In 1898, around the same time as he resigned from official government position, Jahana entered the private sector, becoming the head of the Agriculture and Industry Bank.
He would soon afterwards return to Tokyo, where he agitated for Narahara's dismissal, and for Okinawan suffrage, receiving support from such prominent figures as Itagaki Taisuke and Hoshi Tôru. He headed a monthly journal called Okinawa jiron in which he expressed these political views, attacking Narahara's policies, and generally preferential attitude and behavior towards mainland Japanese elite, at the expense of Okinawans' welfare or best interests. Even in Tokyo, Jahana was harassed by Narahara, who used the police force to harass and threaten Jahana and his allies, and even tried to have Jahana killed. Jahana came close to getting Narahara kicked out of office, but never did manage to succeed before Narahara managed to get the Okinawa jiron shut down, and to block Jahana from both income and his societal/political connections.
Back in Okinawa by this point, Jahana left Narahara's Okinawa in 1901 for Yamaguchi prefecture, where he was to take up a new post.
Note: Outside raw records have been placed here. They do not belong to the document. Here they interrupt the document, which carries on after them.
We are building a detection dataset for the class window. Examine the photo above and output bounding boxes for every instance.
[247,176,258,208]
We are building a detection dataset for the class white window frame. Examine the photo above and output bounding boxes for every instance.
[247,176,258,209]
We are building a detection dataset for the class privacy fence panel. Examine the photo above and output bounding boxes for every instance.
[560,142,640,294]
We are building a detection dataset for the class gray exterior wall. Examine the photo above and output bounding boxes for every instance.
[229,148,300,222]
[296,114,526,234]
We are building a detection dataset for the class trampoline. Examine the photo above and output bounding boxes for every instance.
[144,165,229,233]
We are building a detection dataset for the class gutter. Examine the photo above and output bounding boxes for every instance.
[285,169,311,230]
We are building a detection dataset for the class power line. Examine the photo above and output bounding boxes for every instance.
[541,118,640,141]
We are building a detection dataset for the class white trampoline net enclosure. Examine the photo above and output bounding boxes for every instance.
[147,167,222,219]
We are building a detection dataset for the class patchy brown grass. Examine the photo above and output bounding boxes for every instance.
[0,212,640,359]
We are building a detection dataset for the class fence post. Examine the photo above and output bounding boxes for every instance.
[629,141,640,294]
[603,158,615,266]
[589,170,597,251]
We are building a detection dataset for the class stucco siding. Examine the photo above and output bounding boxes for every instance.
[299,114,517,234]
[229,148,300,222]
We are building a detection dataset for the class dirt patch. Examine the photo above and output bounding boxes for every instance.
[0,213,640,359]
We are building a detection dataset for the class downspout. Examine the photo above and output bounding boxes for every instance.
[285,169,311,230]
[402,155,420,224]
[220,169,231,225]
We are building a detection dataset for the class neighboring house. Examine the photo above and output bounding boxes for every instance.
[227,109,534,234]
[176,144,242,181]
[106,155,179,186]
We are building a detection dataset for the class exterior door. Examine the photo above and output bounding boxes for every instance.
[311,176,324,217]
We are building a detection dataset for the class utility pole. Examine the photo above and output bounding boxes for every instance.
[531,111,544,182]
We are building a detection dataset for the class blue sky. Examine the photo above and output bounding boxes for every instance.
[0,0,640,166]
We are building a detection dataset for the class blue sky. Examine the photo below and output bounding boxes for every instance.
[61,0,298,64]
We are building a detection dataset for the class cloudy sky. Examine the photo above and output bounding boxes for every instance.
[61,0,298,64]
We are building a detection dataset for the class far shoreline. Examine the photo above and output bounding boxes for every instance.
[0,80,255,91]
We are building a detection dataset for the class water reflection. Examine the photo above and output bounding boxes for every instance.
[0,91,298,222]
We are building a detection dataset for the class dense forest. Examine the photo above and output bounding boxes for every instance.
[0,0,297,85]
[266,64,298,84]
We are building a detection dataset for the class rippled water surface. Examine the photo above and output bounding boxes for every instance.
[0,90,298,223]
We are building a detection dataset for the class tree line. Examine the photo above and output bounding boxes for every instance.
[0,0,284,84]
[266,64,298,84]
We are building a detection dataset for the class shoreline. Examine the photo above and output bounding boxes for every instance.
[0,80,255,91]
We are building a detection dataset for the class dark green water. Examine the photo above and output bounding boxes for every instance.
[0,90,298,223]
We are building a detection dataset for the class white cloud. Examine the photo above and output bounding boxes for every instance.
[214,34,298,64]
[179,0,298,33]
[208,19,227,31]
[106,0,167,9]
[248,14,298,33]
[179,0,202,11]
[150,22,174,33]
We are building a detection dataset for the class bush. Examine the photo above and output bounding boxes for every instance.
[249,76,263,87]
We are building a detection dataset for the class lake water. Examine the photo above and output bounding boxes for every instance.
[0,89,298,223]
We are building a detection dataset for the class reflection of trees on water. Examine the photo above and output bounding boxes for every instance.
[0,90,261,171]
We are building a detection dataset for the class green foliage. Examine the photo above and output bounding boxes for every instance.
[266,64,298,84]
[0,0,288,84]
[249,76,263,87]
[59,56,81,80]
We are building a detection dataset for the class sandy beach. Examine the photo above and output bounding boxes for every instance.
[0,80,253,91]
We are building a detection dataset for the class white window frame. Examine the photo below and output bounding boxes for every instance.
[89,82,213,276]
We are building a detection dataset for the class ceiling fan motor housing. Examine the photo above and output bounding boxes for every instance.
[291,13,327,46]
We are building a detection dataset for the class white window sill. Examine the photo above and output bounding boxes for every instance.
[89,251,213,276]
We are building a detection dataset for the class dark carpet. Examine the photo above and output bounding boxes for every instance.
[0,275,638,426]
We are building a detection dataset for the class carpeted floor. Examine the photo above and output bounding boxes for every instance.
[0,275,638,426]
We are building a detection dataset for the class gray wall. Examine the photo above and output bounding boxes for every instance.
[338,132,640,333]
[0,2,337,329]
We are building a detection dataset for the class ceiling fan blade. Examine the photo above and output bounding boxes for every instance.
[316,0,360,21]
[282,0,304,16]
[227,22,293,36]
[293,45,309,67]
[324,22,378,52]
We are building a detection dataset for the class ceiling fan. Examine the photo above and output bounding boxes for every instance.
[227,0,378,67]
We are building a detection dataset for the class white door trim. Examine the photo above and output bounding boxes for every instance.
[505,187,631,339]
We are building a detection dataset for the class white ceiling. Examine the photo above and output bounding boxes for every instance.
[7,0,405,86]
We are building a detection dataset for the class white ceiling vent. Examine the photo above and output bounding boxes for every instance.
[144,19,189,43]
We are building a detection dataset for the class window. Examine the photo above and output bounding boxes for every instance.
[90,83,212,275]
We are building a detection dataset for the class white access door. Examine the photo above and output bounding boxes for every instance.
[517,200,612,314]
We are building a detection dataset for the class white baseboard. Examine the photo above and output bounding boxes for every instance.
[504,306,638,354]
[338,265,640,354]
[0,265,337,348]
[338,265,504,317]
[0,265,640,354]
He became mentally ill, however, as a result of his persecution, and had serious problems for the next seven years, until his death in 1908.
References
- "Jahana, Noboru," Portraits of Modern Japanese Historical Figures, National Diet Library, 2013.
- Mitsugu Sakihara, "Okinawans in Hawaii: An Overview of the Past 80 Years," in Uchinanchu, University of Hawaii (1981), 105-106.
- Gregory Smits, "Jahana Noboru: Okinawan Activist and Scholar," in Anne Walthall (ed.), The Human Tradition in Modern Japan, Scholarly Resources Inc. (2002), 99-113.